I remember seeing an article recently about why advertising creatives are so antagonistic toward these social media experts. I can't find it now, but it's true obviously true that we are. I'll be 100% honest when I say I scoff at most. Not because I feel superior. I just don't see their necessity yet. Until I see one wildly successful campaign (or heck, even anything of note) created by a social media expert, I'm going to hold that opinion. And I loved to be proved wrong. Seriously. Maybe I'm being ignorant here. So please, if you know something I don't know, clue me in.

I'm not threatened or scared of them like the article said. Just annoyed. Like when I see a banner ad with George Washington booty shaking in front of a list of all 50 states telling me I can save on my car insurance.

As I was navigating ole Dougy's page, another banner of his popped up.

Where's the third to make this thing a full-blown campaign?

Ha. Just found the third.

Thursday, June 4, 2009

What Website?

Agencies have gotten leaps and bounds more innovative over the last year or so with their websites. After all, doing work for yourself is sort of the dream. You're the client. If you like it, it's going to run. Guaranteed.

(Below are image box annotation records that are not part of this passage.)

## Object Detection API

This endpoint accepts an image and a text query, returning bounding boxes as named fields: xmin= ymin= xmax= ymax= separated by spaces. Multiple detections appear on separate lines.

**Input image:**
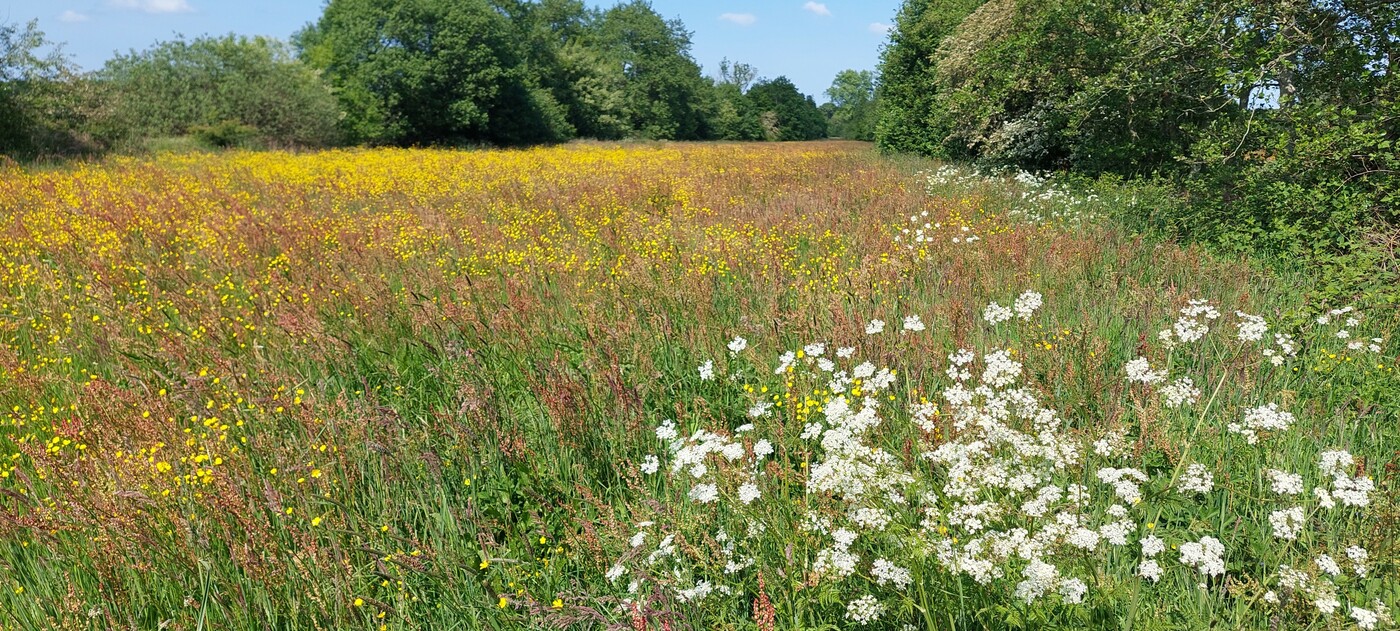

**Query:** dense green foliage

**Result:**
xmin=295 ymin=0 xmax=826 ymax=144
xmin=749 ymin=77 xmax=826 ymax=140
xmin=826 ymin=70 xmax=876 ymax=140
xmin=0 ymin=22 xmax=108 ymax=157
xmin=98 ymin=35 xmax=340 ymax=146
xmin=876 ymin=0 xmax=1400 ymax=303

One of the biggest trends has been the move away from the labor-intensive and usability-crushing Flashturbation extravaganzas of past years. Instead we've seen the reemergence of HTML-based sites. Easier to navigate and update, they provide more function over form—which is really the model the web has embraced.

Still, agencies are coming up with some killer ways to make their sites engaging and really surprising. The best example is Modernista!'s overlay site, which recently won a Gold Pencil, along with a straight rip-off courtesy of the folks at and Skittles.

Well, here's another brilliant stroke, the Boone Oakley website.

Don't be fooled. That's not a video about the website. That is the website. Contained all within a series of YouTube videos, it provides a showcase of work and navigation within the video itself. It screams all kinds of smart and has garnered over 100,000 views in just a few days, even cracking the Viral Video Chart around the 14 position. It's not a sustainable model or one that others should replicate, but it's something brand damn new that will surely work wonders for a little shop based out of Charlotte, NC. Cheers, guys.